In designing the One Kleomenous building in Athens, Omniview Architects skillfully combined design language and material choices to create a paradigm when it comes to a building in harmony with its surroundings. Located at the city’s marginal territory between a heavily built urbanscape and a completely natural environment, the building is adequately contemporary, acknowledging the inherent modernity of contemporary materials and forms, but, most importantly, it blends harmoniously with the untouched surrounding land. The end result is a natural continuation of the city’s unified volume, ending up in a final frontier so strongly associated with the adjacent Lycabettus hill, that the transition almost goes unnoticed.

As far as the design language is concerned, the architects looked very carefully at the building positioning, orientation and functions to develop their strategy for the facade. They decided to continue upon the form of the existing adjacent building on the city end of the plot, using a simple planar surface. The vicinity to the city fabric was further honored by using plain stucco, one of the city’s most popular materials.

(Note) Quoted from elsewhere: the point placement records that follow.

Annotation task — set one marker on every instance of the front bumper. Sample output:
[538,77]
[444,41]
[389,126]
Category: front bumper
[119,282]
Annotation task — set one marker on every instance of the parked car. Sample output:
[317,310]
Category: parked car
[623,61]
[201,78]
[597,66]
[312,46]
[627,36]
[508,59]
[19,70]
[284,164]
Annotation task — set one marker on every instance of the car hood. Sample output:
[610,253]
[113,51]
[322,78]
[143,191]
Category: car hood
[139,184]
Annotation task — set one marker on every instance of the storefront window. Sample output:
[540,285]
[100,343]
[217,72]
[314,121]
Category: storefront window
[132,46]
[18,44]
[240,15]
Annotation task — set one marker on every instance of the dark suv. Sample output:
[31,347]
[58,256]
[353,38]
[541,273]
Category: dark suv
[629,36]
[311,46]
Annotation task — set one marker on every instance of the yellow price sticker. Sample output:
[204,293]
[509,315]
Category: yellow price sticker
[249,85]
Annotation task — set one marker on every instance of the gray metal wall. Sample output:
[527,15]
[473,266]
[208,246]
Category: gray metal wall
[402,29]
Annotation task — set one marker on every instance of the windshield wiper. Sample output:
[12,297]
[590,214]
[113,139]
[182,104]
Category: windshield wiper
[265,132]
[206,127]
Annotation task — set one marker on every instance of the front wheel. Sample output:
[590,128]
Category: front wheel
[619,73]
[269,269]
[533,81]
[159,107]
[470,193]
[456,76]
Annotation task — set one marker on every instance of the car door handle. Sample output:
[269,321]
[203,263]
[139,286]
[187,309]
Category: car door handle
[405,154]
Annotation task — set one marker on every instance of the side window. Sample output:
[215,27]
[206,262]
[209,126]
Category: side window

On the forest end of the plot, the harsh volumes of the cantilevering balconies, almost touched by the trees and plantation of the forest, needed to be geometrically manipulated in order to adapt to the fluid forms of the hill. Further more, the Southeastern side of the building’s volume needed a cladding system that would filter the direct sunlight and ensure the energy – efficient operation of the building.

While seeking inspiration by researching Lycabettus-related items, an old topographic map became the source of an architectural metaphor; Omniview digitally created a facade landscape by assigning natural morphing transition volumes between the blocky balcony forms. They then sliced it up in multiple consequent sections, to create the elements of the cladding system. No extra volume was added to the building, but the existing ones were unified instead, creating a natural looking geometry.

With regards to material choices, the architects needed a material that would match in color the characteristic beige stones used in all of the retaining walls of the Lycabettus hill. They chose Travertino, as it communicates very intensely its non-artificial status due to its porous nature, but is also a very popular material in the surrounding condo developments of a 1970’s modernist style.

The inner building skin’s color was carefully selected to match the color of soil. The glass balusters were selected to be extra reflective and thus carry the image of the sky and the trees around them. In general, the material pallet of the whole building was designed to refer to the architects’ innate aesthetic conception of Attica’s indigenous landscape: it’s made of soil, stone and sky.